Na comparação com fevereiro do ano passado, setor registrou avanço de 1,3%. Nos últimos 12 meses, comércio cresceu 2,8%

Super e hipermercados puxaram queda do varejo em fevereiro, após terem garantido alta do setor no mês anterior, segundo o IBGE. - Foto: Reprodução/TV Integração

As vendas do comércio varejista brasileiro recuaram 0,2% em fevereiro na comparação com janeiro (com ajuste sazonal). Apesar do recuo, o setor acumula alta de 2,8% em 12 meses, mantendo uma trajetória de recuperação. É o que aponta a Pesquisa Mensal de Comércio divulgada nesta quinta-feira (12) pelo Instituto Brasileiro de Geografia e Estatística (IBGE).

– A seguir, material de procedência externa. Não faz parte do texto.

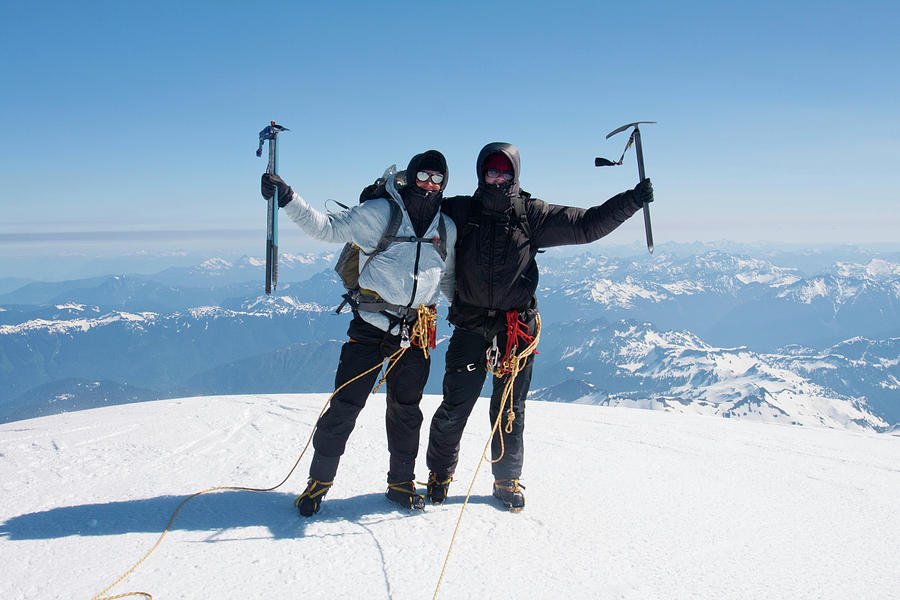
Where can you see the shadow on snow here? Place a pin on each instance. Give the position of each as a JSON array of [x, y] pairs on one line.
[[214, 512]]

Na comparação com fevereiro de 2017 (sem ajuste), o volume de vendas do comércio avançou 1,3%, a 11ª alta seguida nesta base de comparação. Com isso, o varejo acumula alta de 2,3% no ano.

 

O principal impacto negatico nas vendas do varejo na passagem de janeiro para fevereiro, segundo o IBGE, foi do setor de hipermercados, supermercados, produtos alimentícios, bebidas e fumo, que recuou -0,6%. A queda compensou o avanço que o setor havia registrado no mês anterior, que foi de 2,3%.

Os outros recuos siginificativos foram dos setores de Tecidos, vestuário e calçados (-1,7%) e Outros artigos de uso pessoal e doméstico (-0,8%). Ambos também havian avançado na passagem de dezembro para janeiro: respectivamente 0,8% e 7,3%.

Tiveram aumento nas vendas na comparação com janeiro os setores de Móveis e eletrodomésticos (1,5%), Artigos farmacêuticos, médicos, ortopédicos, de perfumaria e cosméticos (0,8%); Equipamentos e materiais para escritório, informática e comunicação (2,7%) e Livros, jornais, revistas e papelarias (1,6%).

Trajetória de recuperação

A gerente da pesquisa, Isabella Nunes, enfatizou que apesar da queda na passagem de janeiro para fevereiro, o comércio varejista mantém trajetória de recuperação. O indicador que aponta para este cenário, segundo a pesquisadora, é o do acumulado em 12 meses.

"Sinaliza uma recuperação iniciada em outubro de 2016 em praticamente todas atividades”, afirmou. Isabella acrescentou que, entre as atividades, super e hipermercados é o que tem o maior impacto nesta recuperação.

Ainda segundo a pesquisadora, a comparação com o volume de vendas do varejo em fevereiro do ano passado também reforça a recuperação do comércio brasileiro. O crescimento de 1,3% completa um ciclo de 11 taxas positivas consecutivas nesta base de comparação. Ela ponderou, no entanto, que esta foi a mais baixa deste período. Em setembro, a alta chegou a 6,2%.

“Isso acontece porque temos uma recuperação do mercado de trabalho apoiada em ocupações informais, com menores rendimentos e benefícios limitados. Isso acaba influenciando o comércio também”, ressaltou Isabella ao comentar a perda de ritmo desta recuperação.